Apple : de l’innovation au luxe
01/12/2013
Apple Computer est né à la fin de l’année 1976, ou au début 1977 selon que l’on parle du produit Apple1 ou de la société.
Devenue Apple inc., en laissant tomber le mot Computer en 2007, en parallèle avec le lancement de l’iPhone, c’est encore, aujourd’hui 1er décembre 2013, la société d’informatique qui a la plus forte capitalisation boursière, avec 500 milliards de dollars, devant Google, 355 milliards et Microsoft 318 milliards.
Pendant longtemps, la société Apple a été synonyme d’innovation.
Elle prend en ce moment un virage stratégique majeur, en se transformant
en société du secteur luxe...
Ce changement de stratégie doit être pris en compte immédiatement dans toutes les entreprises.

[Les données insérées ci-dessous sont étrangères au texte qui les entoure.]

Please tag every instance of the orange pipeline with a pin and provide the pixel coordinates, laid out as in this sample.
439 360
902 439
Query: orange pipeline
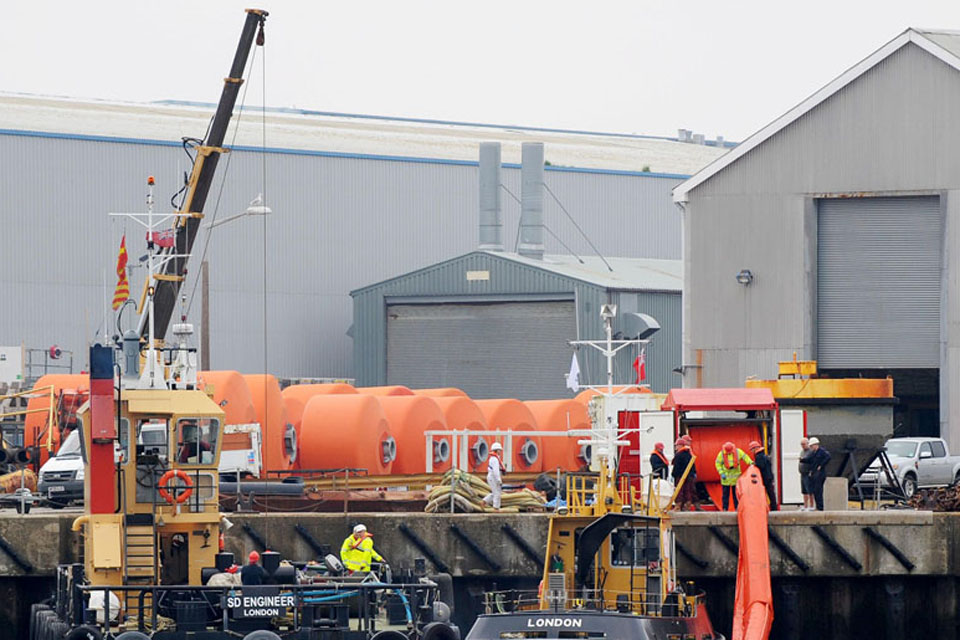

Apple, ou quand l’innovation rencontrait son marché
Apple, c’est l’entreprise qui nous a apporté les trois objets d’accès à l’informatique les plus innovants :
- Le poste de travail avec interface graphique : Macintosh, en 1984.
- Le premier smartphone moderne, tactile et avec un véritable navigateur, l’iPhone en 2007.

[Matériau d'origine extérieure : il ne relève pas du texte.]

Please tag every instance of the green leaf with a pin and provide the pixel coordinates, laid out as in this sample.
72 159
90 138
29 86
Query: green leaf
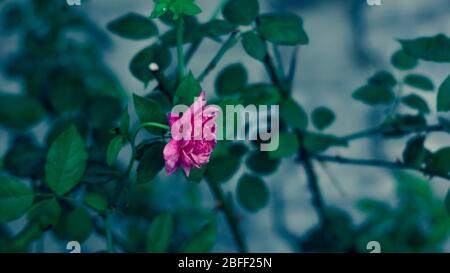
148 110
293 114
46 213
104 111
252 193
133 26
447 201
151 164
283 29
403 61
419 81
96 201
374 95
288 145
160 233
202 241
434 49
75 225
438 161
443 98
231 80
139 65
241 12
322 117
19 112
187 91
416 102
261 94
221 168
415 153
114 148
15 198
261 163
316 143
66 162
254 46
218 27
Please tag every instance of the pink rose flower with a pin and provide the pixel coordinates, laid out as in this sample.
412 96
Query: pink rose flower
193 137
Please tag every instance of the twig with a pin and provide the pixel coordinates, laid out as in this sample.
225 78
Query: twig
377 163
223 49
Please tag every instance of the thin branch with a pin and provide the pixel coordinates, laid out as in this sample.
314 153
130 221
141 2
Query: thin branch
377 163
229 43
381 130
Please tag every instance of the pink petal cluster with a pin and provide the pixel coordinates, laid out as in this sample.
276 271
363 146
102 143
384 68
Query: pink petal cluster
193 137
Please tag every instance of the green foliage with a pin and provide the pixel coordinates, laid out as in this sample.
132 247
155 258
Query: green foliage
15 198
443 98
322 117
241 12
160 233
66 162
231 80
433 49
419 81
282 29
254 46
252 193
133 26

- La première tablette vraiment utilisable, l’iPad en 2010.
J’ai été l’heureux propriétaire de chacun de ces objets innovants. Mon premier Macintosh, je l’avais acheté directement auprès du DG d’Apple de l’époque, Jean-Louis Gassée et.. il me l’avait fait payer cash !
J’avais acheté aux USA l’iPad avant sa commercialisation en France, ce qui m’avait permis de « frimer » un peu pendant quelques semaines ; prudent, je l’avais quand même revendu rapidement sur eBay, au prix auquel je l’avais acheté !

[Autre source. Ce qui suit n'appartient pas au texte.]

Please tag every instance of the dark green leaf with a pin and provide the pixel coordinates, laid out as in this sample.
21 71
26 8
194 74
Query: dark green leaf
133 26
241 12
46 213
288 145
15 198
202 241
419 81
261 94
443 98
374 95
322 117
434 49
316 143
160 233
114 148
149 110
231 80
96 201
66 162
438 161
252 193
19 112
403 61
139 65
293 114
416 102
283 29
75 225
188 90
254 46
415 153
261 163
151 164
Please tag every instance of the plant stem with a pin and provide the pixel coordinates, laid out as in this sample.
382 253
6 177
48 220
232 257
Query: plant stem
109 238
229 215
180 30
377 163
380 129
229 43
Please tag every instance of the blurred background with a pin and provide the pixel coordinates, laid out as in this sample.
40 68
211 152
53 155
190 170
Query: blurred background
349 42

Oui, je sais, Apple n’a pas vraiment « inventé » ces produits :
- Avant le Macintosh, il y avait le Star de Xerox, en 1981.
- Avant l’iPhone il y avait le Nokia Communicator, en 1996.
- Avant l’iPad, il y avait le tabletPC de Microsoft, présenté en 2000.
Mais Apple a réussi, par un mélange très performant d’innovation, d’ergonomie, de design et de marketing à faire accepter ces produits par le marché, et avec des prix de vente élevés, qui se justifiaient par l’originalité et la valeur ajoutée perçue de ces trois lignes de produits quand elles ont été lancées.
Nous avons tous en mémoire ces photos de centaines de personnes attendant l’ouverture d’une boutique Apple pour être dans les premiers à posséder l’objet de tous leurs désirs.
En octobre 2011, il y a deux ans, le patron fondateur d’Apple, Steve Jobs, disparaissait, remplacé par un manager très compétent, Tim Cook, très bon connaisseur de la société.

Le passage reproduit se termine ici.